So what happened in 1994?
Sometimes when I'm working on a story and my head gets a-jumbled with all the information rattling around inside, I work backwards through to the beginning, to try and get a clear sense of the history. Then, hopefully, more will begin to fall into place.
So this morning, I pulled up the American Indian Trust Reform Management Act of 1994. It was introduced by none other than Rep. Bill Richardson (D-NM), and was passed in the House by a vote of 353 "ayes", 39 "nays", and 42 "not voting". The list of "nays" was dominated by Republicans (only 3 Dems voted against). Here are a few of the more prominant names:
Wayne Allard (R-CO)
Dick Armey (R-TX)
Bill Archer (R-TX)
Joe Barton (R-TX)
Jim Bunning (R-KY)
Tom Delay (R-TX)
Jack Fields (R-TX)
James Hansen (R-UT)
Dennis Hastert (R-IL)
Joel Hefley (R-CO)
Sam Johnson (R-TX)
Scott Klug (R-WI)
Rick Lazio (R-NY) (???)
Dana Rohrabacher (R-CA)
Jim Sennenbrenner (R-WI)
Edward Royce (R-CA)
Dan Schaefer (R-CO)
Bob Stump (R-AZ)
Jim Talent (R-MO)
So why were so many Texans, where there were no federal Indian Trust lease lands, voting against a full accounting of the Indian Trust Fund?
Comments
"So why were so many Texans, where there were no federal Indian Trust lease lands, voting against a full accounting of the Indian Trust Fund?"

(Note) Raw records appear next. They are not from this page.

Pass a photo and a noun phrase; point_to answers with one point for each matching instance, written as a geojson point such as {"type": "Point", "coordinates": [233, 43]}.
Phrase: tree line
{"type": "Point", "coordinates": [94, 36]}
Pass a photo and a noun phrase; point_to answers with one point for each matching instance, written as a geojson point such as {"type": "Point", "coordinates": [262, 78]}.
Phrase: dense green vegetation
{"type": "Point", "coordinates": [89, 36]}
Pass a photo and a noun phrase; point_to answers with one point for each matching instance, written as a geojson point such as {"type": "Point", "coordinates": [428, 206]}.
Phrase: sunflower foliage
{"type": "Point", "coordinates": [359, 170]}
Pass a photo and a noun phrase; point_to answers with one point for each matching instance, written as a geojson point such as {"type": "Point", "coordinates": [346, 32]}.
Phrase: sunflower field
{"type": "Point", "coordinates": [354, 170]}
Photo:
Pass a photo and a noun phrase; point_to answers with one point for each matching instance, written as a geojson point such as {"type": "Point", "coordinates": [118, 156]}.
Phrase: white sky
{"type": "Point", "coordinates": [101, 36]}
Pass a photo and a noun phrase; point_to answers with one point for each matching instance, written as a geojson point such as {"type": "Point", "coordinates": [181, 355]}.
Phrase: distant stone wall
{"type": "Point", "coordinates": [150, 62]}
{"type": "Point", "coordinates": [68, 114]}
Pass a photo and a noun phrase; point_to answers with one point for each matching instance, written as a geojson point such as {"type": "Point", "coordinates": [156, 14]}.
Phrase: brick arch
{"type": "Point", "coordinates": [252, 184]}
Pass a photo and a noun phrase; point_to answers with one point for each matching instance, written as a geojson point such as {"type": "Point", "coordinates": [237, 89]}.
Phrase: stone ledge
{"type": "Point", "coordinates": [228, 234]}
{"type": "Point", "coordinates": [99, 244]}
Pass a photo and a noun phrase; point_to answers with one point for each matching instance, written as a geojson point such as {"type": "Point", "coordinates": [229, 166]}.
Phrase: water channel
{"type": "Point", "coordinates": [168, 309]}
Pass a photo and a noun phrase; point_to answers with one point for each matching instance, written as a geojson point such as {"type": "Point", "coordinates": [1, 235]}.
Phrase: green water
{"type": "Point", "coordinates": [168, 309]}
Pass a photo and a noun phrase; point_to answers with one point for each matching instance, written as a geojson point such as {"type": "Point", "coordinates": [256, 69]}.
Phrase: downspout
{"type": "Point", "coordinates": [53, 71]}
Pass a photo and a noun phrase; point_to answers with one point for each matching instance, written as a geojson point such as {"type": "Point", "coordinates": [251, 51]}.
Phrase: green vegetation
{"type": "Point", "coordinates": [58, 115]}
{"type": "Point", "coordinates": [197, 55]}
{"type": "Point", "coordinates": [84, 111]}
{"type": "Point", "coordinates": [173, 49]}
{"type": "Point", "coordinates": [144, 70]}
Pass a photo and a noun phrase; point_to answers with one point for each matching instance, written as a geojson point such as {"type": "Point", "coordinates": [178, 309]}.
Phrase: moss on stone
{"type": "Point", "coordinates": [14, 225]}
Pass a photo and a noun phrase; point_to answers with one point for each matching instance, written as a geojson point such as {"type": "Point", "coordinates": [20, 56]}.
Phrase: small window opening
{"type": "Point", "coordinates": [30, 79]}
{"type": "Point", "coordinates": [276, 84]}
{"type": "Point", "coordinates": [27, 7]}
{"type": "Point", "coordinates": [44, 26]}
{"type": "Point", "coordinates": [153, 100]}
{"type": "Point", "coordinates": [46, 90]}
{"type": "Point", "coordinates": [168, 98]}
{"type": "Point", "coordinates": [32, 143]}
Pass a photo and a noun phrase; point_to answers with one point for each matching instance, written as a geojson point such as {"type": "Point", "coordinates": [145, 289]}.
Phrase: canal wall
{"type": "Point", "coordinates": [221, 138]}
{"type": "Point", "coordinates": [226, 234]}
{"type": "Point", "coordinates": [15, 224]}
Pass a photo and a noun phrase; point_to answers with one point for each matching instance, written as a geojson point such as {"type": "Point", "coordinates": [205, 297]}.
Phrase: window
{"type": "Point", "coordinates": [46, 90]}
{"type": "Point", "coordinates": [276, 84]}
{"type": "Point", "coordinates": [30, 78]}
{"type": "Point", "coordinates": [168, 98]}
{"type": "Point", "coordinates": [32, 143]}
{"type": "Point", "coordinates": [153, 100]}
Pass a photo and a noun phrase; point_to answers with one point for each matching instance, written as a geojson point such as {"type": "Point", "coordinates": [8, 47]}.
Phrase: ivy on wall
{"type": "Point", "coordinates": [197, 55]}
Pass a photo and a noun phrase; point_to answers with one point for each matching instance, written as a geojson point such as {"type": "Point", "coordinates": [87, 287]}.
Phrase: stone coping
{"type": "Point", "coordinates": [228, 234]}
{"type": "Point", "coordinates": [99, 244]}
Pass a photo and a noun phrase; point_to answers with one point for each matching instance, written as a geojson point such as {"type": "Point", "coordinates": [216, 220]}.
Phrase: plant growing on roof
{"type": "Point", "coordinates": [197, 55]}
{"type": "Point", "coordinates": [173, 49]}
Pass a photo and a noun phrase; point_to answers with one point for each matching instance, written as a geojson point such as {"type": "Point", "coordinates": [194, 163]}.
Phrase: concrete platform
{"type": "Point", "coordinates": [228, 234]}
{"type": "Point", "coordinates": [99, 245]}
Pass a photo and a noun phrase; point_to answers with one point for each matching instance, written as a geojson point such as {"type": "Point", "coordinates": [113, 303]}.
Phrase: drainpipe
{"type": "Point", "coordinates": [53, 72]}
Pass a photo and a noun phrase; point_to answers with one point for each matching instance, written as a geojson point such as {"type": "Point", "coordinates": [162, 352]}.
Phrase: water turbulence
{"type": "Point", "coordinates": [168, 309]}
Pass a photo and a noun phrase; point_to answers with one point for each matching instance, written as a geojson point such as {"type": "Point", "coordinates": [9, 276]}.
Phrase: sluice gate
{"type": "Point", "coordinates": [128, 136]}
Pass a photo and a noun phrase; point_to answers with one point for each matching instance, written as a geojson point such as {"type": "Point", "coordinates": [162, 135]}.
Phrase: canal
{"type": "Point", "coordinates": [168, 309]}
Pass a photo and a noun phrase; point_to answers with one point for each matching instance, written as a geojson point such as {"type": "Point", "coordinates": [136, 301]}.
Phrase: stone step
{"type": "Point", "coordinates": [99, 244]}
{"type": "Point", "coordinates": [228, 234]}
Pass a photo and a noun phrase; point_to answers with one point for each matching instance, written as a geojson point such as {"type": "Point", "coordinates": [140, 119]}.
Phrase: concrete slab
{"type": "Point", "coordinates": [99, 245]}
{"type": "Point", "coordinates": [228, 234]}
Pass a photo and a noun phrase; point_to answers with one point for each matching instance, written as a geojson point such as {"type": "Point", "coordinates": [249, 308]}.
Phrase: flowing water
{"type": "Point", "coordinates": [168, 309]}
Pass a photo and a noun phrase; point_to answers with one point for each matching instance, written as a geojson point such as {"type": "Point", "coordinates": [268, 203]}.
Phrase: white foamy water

At a guess, I'd say ideology. The Texans you've cited are (or were, as Armey, Archer, and Fields are now off in the private sector) all from the tiresome "starve the beast" school of government. Certainly in 1994, when the Dems still ruled Congress, they'd have voted against just about any kind of "reform" measure that was meant to make government work better, as opposed to making it smaller. Nowadays they'd just do whatever their overlords told them to do, but that's another story.
Posted by: Charles Kuffner | January 30, 2006 02:02 PM
Charles, generally I would agree with you, but I think there's a lot more going on. Even Gingrich voted for it, as did Pombo and Doolittle. A whole bunch of very partisan Republicans voted for it, and it came in the wake of the House Banking scandal - another accounting scandal.
I think the fact that all these guys have very close ties to big oil is much more significant than their ideology - although, I'm sure the two are very intertwined. We're not talking cheap change here - $100+ billion dollars is a pile of money, even to Exxon and the like.